As I mentioned above, my goal is to efficiently implement within-chain parallelization via reduce_sum. To do so, I’ve implemented one alternative for the sequential version and two alternatives for the parallelized version (by means of using the second and third script, respectively). Unfortunately, the latter ones are slower than the former one.

Interestingly, I’ve found a conflict with the structures that the reduce_sum function uses as inputs when operating at multivariate settings. On the one hand, reduce_sum needs a function, such as partial_sum1 or partial_sum2, as first argument; an array, such as to_array_2d(X), as second argument; and so forth. On the other hand, normal_lpdf needs 1-dimensional arrays as first and second argument. Then, my best guess is to provide slices of \mathbf{X} as a 2-dimensional array and cast it as a 1-dimensional array as to_array_1d(to_matrix(X_slice)) and the corresponding slice of \mathbf{Z}\mathbf{W}^{t} as to_array_1d(Z[start:end]*Wt).

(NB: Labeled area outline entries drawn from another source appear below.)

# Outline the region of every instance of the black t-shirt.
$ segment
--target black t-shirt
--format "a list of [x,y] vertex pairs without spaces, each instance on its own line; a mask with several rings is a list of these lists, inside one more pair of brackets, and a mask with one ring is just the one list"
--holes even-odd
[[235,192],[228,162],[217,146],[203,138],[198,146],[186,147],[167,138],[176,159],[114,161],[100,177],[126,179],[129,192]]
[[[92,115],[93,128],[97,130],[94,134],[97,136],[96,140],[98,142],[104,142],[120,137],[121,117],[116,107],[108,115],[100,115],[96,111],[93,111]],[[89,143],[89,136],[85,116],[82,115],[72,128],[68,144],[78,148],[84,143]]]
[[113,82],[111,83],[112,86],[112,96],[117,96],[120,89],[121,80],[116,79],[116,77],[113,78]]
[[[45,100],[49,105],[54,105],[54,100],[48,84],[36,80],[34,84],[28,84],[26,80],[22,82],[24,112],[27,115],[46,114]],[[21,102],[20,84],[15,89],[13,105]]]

The funny part is that if I type to_array_1d(X_slice) instead of to_array_1d(to_matrix(X_slice)) the computational speedup is around 4 times, however, the estimates ‘don’t match’ those ones obtained by the sequential version. This is because the function to_array_1d() operates in a different manner for arrays and matrices. By the way, could someone please enlighten me about how to properly use reduce_sum when dealing with matrices? I proceeded by assuming that I can slice by rows given the model specification.

Thus, I was wondering if it’s possible to modify my code in order to get the computational speedup as when not using the function to_matrix(). I’ve tried different alternatives, yet all of them demand applying casting functions which ultimately increase the computational burden.

All the best!

Roman.

2 Likes

I think the general problem you’re going to run into here is that the work being done on the chains is very modest, just a normal log density function, which only involves quadratic functions and constants (you can make this even more efficient using normal_lupdf to drop the normalizing constants you shouldn’t need (at least I think you can call lupdf here—maybe not). Parallelizing really pays off when the communication overhead is a lot smaller than the number of operations (like with ODE solvers or even matrix multiply where you have quadratic data to communication and cubic work).

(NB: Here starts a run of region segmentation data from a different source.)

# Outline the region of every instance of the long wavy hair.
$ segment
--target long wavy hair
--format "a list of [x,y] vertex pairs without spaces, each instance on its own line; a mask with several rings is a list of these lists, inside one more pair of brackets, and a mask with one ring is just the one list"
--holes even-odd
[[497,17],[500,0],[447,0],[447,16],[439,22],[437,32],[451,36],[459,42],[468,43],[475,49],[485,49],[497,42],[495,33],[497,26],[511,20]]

@andrewgelman wrote an entire paper about why the gamma(epsilon, epsilon) priors on precisions are problematic: http://www.stat.columbia.edu/~gelman/research/published/taumain.pdf

With to_array_1d you have to be careful not to accidentally swap rows and columns if you have matrices and arrays. I think that’s what you were alluding to. We keep matrices in column major order and arrays in row major order. Sorry about that—I feel really bad in that I’m the one who introduced this problem into the language. I should’ve went with a uniform memory layout and a view-based system on top of that for free casting (like NumPy does or Eigen C++ does internally, for example).

Matrices are column-major, so it’s more efficient to pull out columns than rows. Either way, pulling one of these out usually does an allocation and a copy, so it’s not super expensive because there’s no autodiff overhead, but it does add memory pressure, which is problematic in parallel code.

Unless you need these in the output, I would suggest moving these to be local variables in the model block so as not to add overhead to the output, which can also be a bottleneck in cluster-based applications where disk is often slow.

This is going to be inefficient because it’s pulling rows out of Wt. Rearranging Wt to be an array of vectors rather than a matrix would allow you avoid having to do that and I don’t see anything else where Wt is used as a matrix.

Rather than converting to a 2D matrix, why not just store X as a 2D matrix in the data? It’s never used as a vector that I can see.

1 Like

Thanks a lot @Bob_Carpenter for your reply; I really appreciate your comments and suggestions.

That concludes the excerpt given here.